Skip to content

Manifest & dataset card

The provenance artifacts written after every run: the manifest builder, the rejected-sample sidecar, checksums, and the dataset card generator.

curatorkit.manifest

ProvenanceManifest and DatasetCardGenerator.

manifest.json and dataset_card.md are ALWAYS emitted after a pipeline run. They cannot be disabled via config. Provenance is a design constraint, not an optional feature.

manifest.json top-level keys: pipeline_config_hash SHA-256 of the full pipeline YAML config run_timestamp ISO-8601 UTC source_files list of {path, sha256} stage_counts {step_name: {input_count, output_count, rejected_count}} rejected_breakdown {rejection_reason: count} dedup_stats extracted from MinHashDeduplicator provenance notes minhash_threshold float | null wall_clock_seconds float tool_versions {curatorkit: "", python: "..."} diversity_stats reserved; currently null

ProvenanceManifest

ProvenanceManifest(result: PipelineResult, pipeline_config_hash: str = 'unknown', output_dir: Path | None = None)

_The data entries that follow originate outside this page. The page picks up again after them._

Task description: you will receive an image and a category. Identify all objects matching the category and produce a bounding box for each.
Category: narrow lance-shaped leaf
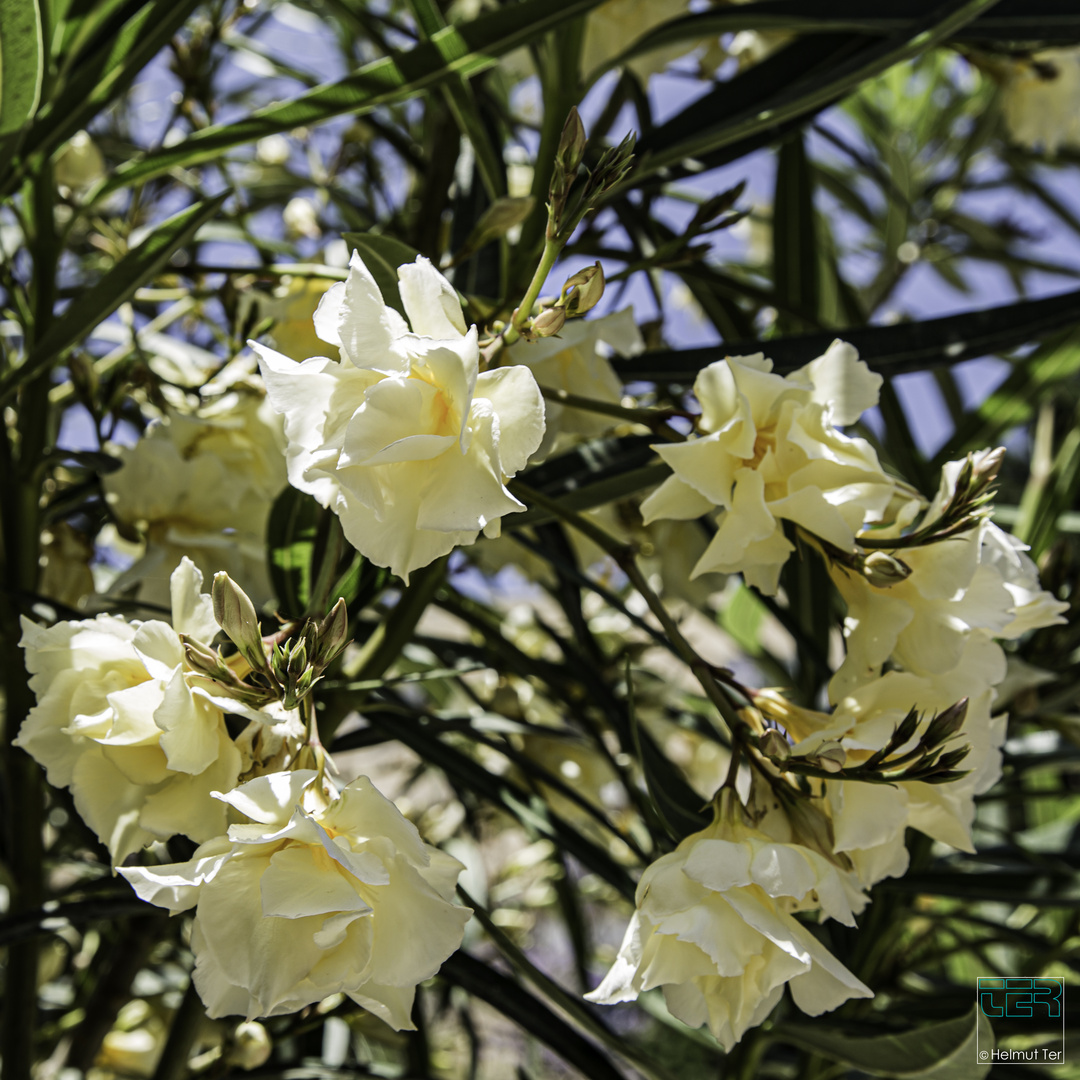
[0,192,229,404]
[630,0,996,183]
[612,292,1080,382]
[0,0,44,136]
[777,1005,994,1080]
[91,0,599,199]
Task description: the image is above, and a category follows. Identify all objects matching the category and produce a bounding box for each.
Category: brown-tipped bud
[757,728,792,761]
[211,570,270,675]
[970,446,1005,490]
[555,107,589,174]
[862,551,912,589]
[559,262,606,319]
[313,597,349,671]
[531,308,566,337]
[810,743,848,772]
[922,698,968,747]
[180,634,229,678]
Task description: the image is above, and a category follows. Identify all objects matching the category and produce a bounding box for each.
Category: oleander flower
[120,770,471,1030]
[642,341,895,593]
[997,46,1080,156]
[103,391,286,606]
[508,308,645,461]
[241,276,337,360]
[829,453,1068,701]
[585,814,873,1050]
[15,559,243,863]
[253,254,544,581]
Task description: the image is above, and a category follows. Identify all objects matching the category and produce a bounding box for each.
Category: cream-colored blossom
[642,341,895,593]
[253,254,544,581]
[103,392,286,605]
[586,803,873,1049]
[756,639,1005,886]
[15,559,243,863]
[120,770,471,1030]
[829,453,1068,701]
[999,46,1080,154]
[507,308,645,461]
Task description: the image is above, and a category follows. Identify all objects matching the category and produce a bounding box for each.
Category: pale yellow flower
[103,392,286,606]
[15,559,242,863]
[642,341,895,593]
[586,803,873,1049]
[507,308,645,461]
[1000,46,1080,154]
[120,770,471,1030]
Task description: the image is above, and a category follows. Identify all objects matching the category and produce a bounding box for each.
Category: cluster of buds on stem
[546,109,634,245]
[747,698,970,784]
[181,572,349,710]
[522,262,605,341]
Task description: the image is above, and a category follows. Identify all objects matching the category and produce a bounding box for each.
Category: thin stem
[511,481,748,739]
[502,240,563,345]
[540,387,697,443]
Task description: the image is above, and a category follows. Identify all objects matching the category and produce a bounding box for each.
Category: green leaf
[329,706,634,901]
[0,191,230,404]
[772,132,821,333]
[440,950,625,1080]
[934,334,1080,464]
[84,0,599,199]
[0,0,44,136]
[617,292,1080,384]
[775,1005,994,1080]
[630,0,997,185]
[341,232,419,315]
[267,487,325,616]
[23,0,199,166]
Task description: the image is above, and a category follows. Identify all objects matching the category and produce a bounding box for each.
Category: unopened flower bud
[922,698,968,747]
[532,308,566,337]
[757,728,792,761]
[226,1020,273,1069]
[312,597,349,670]
[211,570,270,674]
[863,551,912,589]
[561,262,605,319]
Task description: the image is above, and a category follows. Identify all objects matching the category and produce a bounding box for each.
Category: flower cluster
[120,769,471,1030]
[16,558,470,1029]
[588,791,872,1048]
[591,341,1066,1047]
[253,255,544,581]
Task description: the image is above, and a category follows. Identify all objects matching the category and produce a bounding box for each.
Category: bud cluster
[548,109,634,244]
[748,698,970,784]
[180,572,349,710]
[522,262,605,341]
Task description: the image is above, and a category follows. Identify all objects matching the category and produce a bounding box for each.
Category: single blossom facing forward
[103,391,286,605]
[120,770,471,1030]
[829,451,1068,701]
[15,559,244,863]
[253,254,544,581]
[642,341,895,594]
[586,794,873,1050]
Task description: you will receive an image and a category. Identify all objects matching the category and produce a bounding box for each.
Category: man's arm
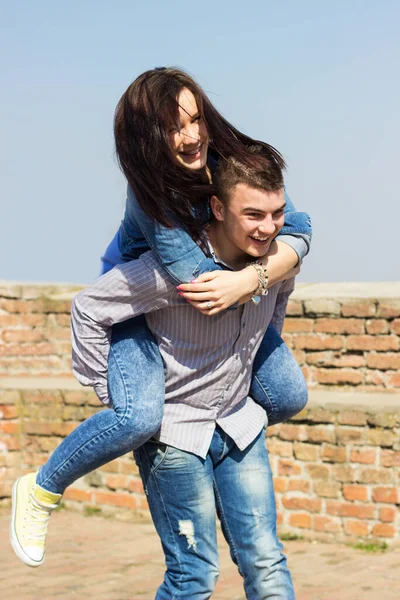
[71,253,176,404]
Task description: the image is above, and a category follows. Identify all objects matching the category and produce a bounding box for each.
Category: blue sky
[0,0,400,282]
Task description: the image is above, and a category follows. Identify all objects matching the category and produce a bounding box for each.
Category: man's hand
[177,267,258,316]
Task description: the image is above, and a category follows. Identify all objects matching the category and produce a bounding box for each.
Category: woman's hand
[177,267,258,316]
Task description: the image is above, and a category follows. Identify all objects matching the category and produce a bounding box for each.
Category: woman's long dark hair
[114,67,285,239]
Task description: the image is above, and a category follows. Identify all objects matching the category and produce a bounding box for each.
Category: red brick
[332,464,357,482]
[365,319,389,335]
[350,448,377,465]
[54,314,71,327]
[106,475,129,490]
[0,342,54,356]
[379,506,397,523]
[315,369,364,385]
[95,491,138,508]
[63,487,93,502]
[63,391,88,406]
[330,354,366,369]
[267,438,293,458]
[372,487,399,504]
[344,519,370,537]
[0,481,12,498]
[286,478,310,493]
[388,373,400,387]
[342,300,376,317]
[279,423,307,441]
[336,425,365,444]
[367,428,398,446]
[0,299,43,313]
[343,485,368,502]
[289,513,312,529]
[377,298,400,319]
[306,464,331,481]
[358,467,395,484]
[367,352,400,370]
[0,404,19,419]
[321,444,347,463]
[338,408,367,425]
[314,319,364,334]
[314,515,341,533]
[0,421,19,435]
[283,317,314,333]
[365,369,385,387]
[326,500,376,519]
[372,523,396,538]
[307,425,336,444]
[278,459,301,476]
[346,335,399,352]
[282,496,322,512]
[273,477,288,494]
[286,298,303,316]
[307,408,335,423]
[293,334,344,350]
[306,350,339,367]
[282,332,293,348]
[1,329,44,343]
[293,442,319,461]
[292,350,306,365]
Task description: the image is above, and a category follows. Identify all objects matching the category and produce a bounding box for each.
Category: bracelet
[246,261,268,304]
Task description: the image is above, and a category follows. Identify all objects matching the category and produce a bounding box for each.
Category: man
[68,148,294,600]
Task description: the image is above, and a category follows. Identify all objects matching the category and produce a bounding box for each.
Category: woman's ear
[210,196,224,221]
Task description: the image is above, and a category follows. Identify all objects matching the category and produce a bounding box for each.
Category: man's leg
[211,430,295,600]
[135,441,219,600]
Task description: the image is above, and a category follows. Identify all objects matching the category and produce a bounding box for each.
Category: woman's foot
[10,473,61,567]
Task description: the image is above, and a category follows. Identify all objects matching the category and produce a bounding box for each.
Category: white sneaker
[10,473,61,567]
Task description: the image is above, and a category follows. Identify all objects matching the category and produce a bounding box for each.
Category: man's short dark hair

Build and write the pipeline manifest after a run completes.

write_rejected_sidecar

write_rejected_sidecar() -> Path

Write rejected.jsonl — always written, even when empty.

write_checksums

write_checksums(output_files: list[Path]) -> Path

Write SHA-256 checksums for all output files.

DatasetCardGenerator

Generate a human-readable Markdown dataset card from a manifest.